Government funds alone will not be enough to achieve a green recovery. Investment from the private sector will also be essential.
“When we talk to businesses who look at California, they make the investments in California because of that strong policy environment,” explained Tyson Eckerle from the California Governor’s Office of Business and Economic Development. “And, you know, the great thing is that it can be replicated. We hope that all states and countries can either replicate or build on and improve upon what we’ve done.”
ZEV commitments and long-term actions, such as setting fuel economy standards, send clear signals to the auto industry and private sector that decarbonizing transport is a priority. As governments worldwide follow the lead and set clear targets to phase out fossil fuels, the uncertainty in the market is reduced and more businesses will support the transition.
In NYC, the increased demand for vehicles to provide essential services such as medical assistance and food delivery during the pandemic highlighted the need to address underlying racial and social inequalities.
“The essential workers that have kept New York City running are predominantly people of color… so we’re looking at this in terms of racial justice and need to unlock sustainable transportation actions to improve our air quality,” said Roberton.
Addressing unemployment is also a big priority, particularly in disadvantaged communities that have been most affected by COVID-19. ZEVs can provide many green job opportunities, and state governments are basing their market development framework on the principle of equity.
“Really, everything that we do is focused on increasing access and equity,” said Eckerl. “How do we actually make that transition into the markets that need reliable transportation the most? It’s about getting benefits to the communities most in need.”

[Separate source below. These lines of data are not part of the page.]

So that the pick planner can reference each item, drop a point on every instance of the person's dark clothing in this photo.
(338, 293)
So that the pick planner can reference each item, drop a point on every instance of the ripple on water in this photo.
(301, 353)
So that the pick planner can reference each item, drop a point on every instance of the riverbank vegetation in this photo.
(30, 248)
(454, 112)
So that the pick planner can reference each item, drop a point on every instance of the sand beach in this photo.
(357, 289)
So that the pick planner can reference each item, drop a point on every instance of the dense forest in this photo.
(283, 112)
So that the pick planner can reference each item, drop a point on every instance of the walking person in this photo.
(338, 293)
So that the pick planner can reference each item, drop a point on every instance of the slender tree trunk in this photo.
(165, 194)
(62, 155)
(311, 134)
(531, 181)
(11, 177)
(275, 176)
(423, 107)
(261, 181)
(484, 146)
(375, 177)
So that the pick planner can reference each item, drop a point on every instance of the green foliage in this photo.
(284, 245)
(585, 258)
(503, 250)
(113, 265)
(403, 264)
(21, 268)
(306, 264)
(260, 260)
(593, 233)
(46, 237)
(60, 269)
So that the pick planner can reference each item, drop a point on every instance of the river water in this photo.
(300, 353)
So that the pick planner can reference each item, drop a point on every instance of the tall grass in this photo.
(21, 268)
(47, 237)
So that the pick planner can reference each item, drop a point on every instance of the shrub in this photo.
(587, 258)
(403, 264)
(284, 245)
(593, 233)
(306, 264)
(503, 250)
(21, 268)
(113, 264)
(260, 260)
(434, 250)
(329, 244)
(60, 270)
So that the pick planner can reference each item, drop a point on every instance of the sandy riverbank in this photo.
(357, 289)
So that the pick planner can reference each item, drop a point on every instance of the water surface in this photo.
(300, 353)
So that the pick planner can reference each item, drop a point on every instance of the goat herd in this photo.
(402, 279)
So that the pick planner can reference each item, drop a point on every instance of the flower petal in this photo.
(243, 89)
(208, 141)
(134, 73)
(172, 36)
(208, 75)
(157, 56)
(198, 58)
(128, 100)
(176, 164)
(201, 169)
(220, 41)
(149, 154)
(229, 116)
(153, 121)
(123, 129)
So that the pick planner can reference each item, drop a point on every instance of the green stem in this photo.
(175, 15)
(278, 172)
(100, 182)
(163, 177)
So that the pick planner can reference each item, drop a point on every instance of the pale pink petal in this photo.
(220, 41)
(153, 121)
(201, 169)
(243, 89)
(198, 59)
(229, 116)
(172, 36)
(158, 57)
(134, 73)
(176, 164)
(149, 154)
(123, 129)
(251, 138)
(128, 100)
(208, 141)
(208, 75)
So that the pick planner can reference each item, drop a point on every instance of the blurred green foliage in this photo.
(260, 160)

ZEVs are a crucial element of a green economic recovery. They also contribute to the greenhouse gas emissions reduction necessary to combat climate change and reduce harmful pollution levels that are affecting people’s health. Nevertheless, it is important to keep in mind a holistic vision of a sustainable, low carbon transport system with less private car ownership, and prioritization of public transport and car services. This will bring the most health benefits to the population and planet.